Many of those severely injured, including at least one fatality, had been baton charged as they squatted in the roads and refused to disperse. The students had been demanding the release from detention of officers of the Indian National Army (I.N.A.) who were being prosecuted for treason. During the Second World War, the I.N.A. had fought against the British with the aim of gaining Indian independence and the students felt strongly this was an honourable cause for which both the I.N.A. and now the protesters themselves were willing to lay down their lives. The majority of India’s population was strongly sympathetic and on learning of the killing of so many students, it was not only Calcutta’s local government and utility workers who refused to work.
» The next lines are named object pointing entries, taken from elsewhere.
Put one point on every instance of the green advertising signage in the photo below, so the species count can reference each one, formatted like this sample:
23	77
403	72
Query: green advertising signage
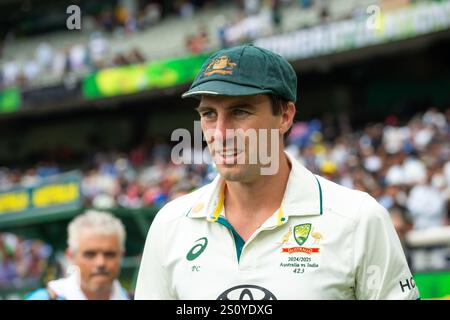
9	100
134	78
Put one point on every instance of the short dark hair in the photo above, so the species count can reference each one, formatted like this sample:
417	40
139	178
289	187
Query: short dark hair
278	106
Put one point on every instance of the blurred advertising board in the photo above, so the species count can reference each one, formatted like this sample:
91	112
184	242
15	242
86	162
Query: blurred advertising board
58	193
134	78
433	284
361	31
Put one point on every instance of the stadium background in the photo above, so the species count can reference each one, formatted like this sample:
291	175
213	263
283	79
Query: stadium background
86	115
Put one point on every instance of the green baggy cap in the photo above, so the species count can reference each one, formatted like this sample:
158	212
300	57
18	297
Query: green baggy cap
245	70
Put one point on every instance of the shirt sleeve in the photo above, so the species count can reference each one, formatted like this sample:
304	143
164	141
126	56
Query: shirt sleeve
153	281
382	271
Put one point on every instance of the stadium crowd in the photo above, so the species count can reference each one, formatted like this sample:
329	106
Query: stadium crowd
405	166
254	19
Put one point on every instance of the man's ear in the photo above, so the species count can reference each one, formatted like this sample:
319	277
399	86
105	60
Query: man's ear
70	255
287	117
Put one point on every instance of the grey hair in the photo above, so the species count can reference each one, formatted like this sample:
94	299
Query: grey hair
100	222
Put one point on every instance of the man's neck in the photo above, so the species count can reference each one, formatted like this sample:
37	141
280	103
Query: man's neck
98	295
249	205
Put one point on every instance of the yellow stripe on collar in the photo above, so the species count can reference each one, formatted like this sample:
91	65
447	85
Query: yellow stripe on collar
280	218
215	215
Across many other cities across the vast subcontinent, workers came out on one day strikes in a defiant demonstration of solidarity.2

British newspapers dutifully reported the governor’s explanation which blamed ‘hooligan elements’ that ‘had taken advantage of a the disturbed situation’, adding that ‘an uncontrolled and leaderless body of youths,’ had ‘sought to disobey regulations framed for the maintenance of public order.’ In contrast, the English language Anglo-Indian Statesman newspaper, despite its readership being weighted heavily towards relatively privileged sectors of the local Indian population, took up a more empathetic stance, noting that there was considerable and widespread sympathy for the plight of Calcutta’s Corporation employees who were now on strike. Their wages, it noted, were shamefully inadequate and it reminded readers that Calcutta’s civil administration was ‘patently inefficient and widely regarded as corrupt.’ In contrast to the imperious tone of the British press, it demanded a full inquiry into the protests, its causes and into the killing of so many demonstrators.3

Dock workers supervised by military police (public domain via Wikimedia.)
Dock workers supervised by military police (public domain via Wikimedia.)


  1. ‘Calcutta is Quieter’, the Liverpool Echo, 24 November 1945, p. 3, ‘Despite 20,000 on strike – Calcutta Almost Normal Again,’ the Liverpool Evening Express, 24 November 1945, p. 4, ‘ ‘Troops Standing by in Calcutta,’ The Daily Mirror, 24 November 1945, p. 1 and ‘Army Stands by in Calcutta,’ The Times, 24 November 1945, p. 4
  2. ‘Troops Ready in Calcutta,’ the Liverpool Daily Post, 24 November 1945 p. 1, ‘Troops Stand By in Calcutta,’ Belfast News-Letter, 24 November 1945 p. 3 and ‘Despite 20,000 on strike, Calcutta almost normal again,’ the Liverpool Evening Express, 24 November 1945, p. 4.
  3. ‘Troops Stand By,’ The Scotsman, 24 November 1945 p. 5, ‘Disturbances in Calcutta,’ The Times, 23 November 1945, p. 3 and The Statesman cited in ‘Bombay Flares Up – Calm in Calcutta,’ The Dundee Evening Telegraph, 24 November 1945 p. 4.